Les Maîtres et les antiques livres de savoir apprirent à Ged le peu qu’il y avait à apprendre sur les êtres tels que l’ombre qu’il avait libérée. Jamais une créature de ce genre n’était décrite ou mentionnée directement. Tout au plus était-il fait allusion, çà et là, dans les vieux ouvrages, à certaines choses qui pouvaient être semblables à l’ombre-bête. Ce n’était pas le spectre d’un être humain, ni une créature des Anciennes Puissances de la Terre, et cependant quelques liens semblaient exister. Dans La Question des Dragons ; que Ged lut très attentivement, se trouvait l’histoire d’un Maître des Dragons tombé jadis sous l’emprise de l’une des Anciennes Puissances, une pierre parlante sise dans une bien lointaine contrée du Nord. « Après que la Pierre lui en eut donné l’ordre, disait le livre, il parla et appela un esprit mort du royaume des morts, mais la Pierre ayant détourné son sortilège, il vint également avec l’esprit mort une chose qu’il n’avait point appelée. Elle le dévora tout entier de l’intérieur et, cachée dans son corps, détruisit les hommes. » Mais le livre n’indiquait pas quelle était cette chose, et il ne racontait pas la fin de l’histoire. Les Maîtres, quant à eux, ignoraient d’où pouvait provenir une telle ombre : de la non-vie, avait dit l’Archimage ; de la mauvaise face du monde, disait le Maître Changeur, et le Maître Appeleur répondit : « Je ne sais pas. » L’Appeleur était souvent venu s’asseoir auprès de Ged durant sa maladie. Il était toujours aussi grave, toujours aussi sombre, mais Ged l’aimait bien car il connaissait maintenant sa compassion. « Je ne sais pas. De cette chose, je ne sais que ceci : seul un pouvoir immense a pu la faire venir, et peut-être même un seul pouvoir, une seule voix, la tienne, était capable de le faire. Ce que cela signifie en retour, je l’ignore. Un jour, la réponse te sera donnée. Elle te sera donnée, ou bien il te faudra mourir, et pire encore que mourir… » Il parlait doucement en contemplant Ged de ses yeux sinistres. « Étant enfant, tu pensais qu’un mage peut tout faire. Il m’est également arrivé de le croire, et il en va de même pour nous tous. Et la vérité est qu’à mesure que le véritable pouvoir d’un homme augmente et que s’étend son savoir, le chemin qu’il peut suivre se fait plus étroit : jusqu’au jour où enfin il ne choisit rien, mais fait seulement et pleinement ce qu’il doit faire… »
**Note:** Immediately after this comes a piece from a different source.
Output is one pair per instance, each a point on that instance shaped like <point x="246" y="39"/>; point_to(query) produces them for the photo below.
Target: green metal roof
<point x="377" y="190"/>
L’Archimage envoya Ged, après son dix-huitième anniversaire, travailler avec le Maître Modeleur. On ne parle guère en d’autres lieux de ce qui s’apprend au Bosquet Immanent. La rumeur prétend qu’aucun sort n’y est formulé, et pourtant l’endroit est en lui-même un enchantement. Parfois les arbres de ce Bosquet sont visibles, parfois ils ne le sont pas, et ils ne se trouvent pas toujours au même endroit et dans la même région de l’île de Roke. La rumeur prétend que les arbres du Bosquet eux-mêmes sont sages. Elle prétend aussi que le Maître Modeleur apprend sa suprême magie à l’intérieur du Bosquet et que, si les arbres devaient un jour mourir, sa sagesse mourrait de la même façon, et que ce jour-là les eaux monteront et engloutiront toutes les îles de Terremer où vivent hommes et dragons, toutes les terres que Segoy a tirées des profondeurs, en des temps immémoriaux.
Mais ce ne sont là que rumeurs. Les sorciers répugnent à en parler.
Les mois passèrent, et finalement, par une journée de printemps, Ged retourna à la Grande Maison sans avoir la moindre idée de ce qu’on allait lui demander maintenant. Un vieil homme l’attendait sur le pas de la porte qui donne sur le sentier menant à travers champs au Tertre de Roke. Ged ne le reconnut pas immédiatement, mais ensuite il se souvint : c’était lui qui l’avait fait entrer dans l’École le jour de son arrivée, cinq ans plus tôt.
Le vieil homme sourit, lui souhaita la bienvenue en prononçant son nom et lui demanda : « Sais-tu qui je suis ? »
Ged avait déjà remarqué auparavant qu’on parlait toujours des Neuf Maîtres de Roke ; or il n’en connaissait que huit : Maître Ventier, Manuel, Herbier, Chantre, Changeur, Appeleur, Nommeur, Modeleur. Il semblait que les gens parlaient de l’Archimage comme du neuvième. Et pourtant, lorsqu’on nouvel Archimage avait, été désigné, neuf Maîtres s’étaient concertés pour faire leur choix.
— « Je pense que vous êtes le Maître Gardien », répondit Ged.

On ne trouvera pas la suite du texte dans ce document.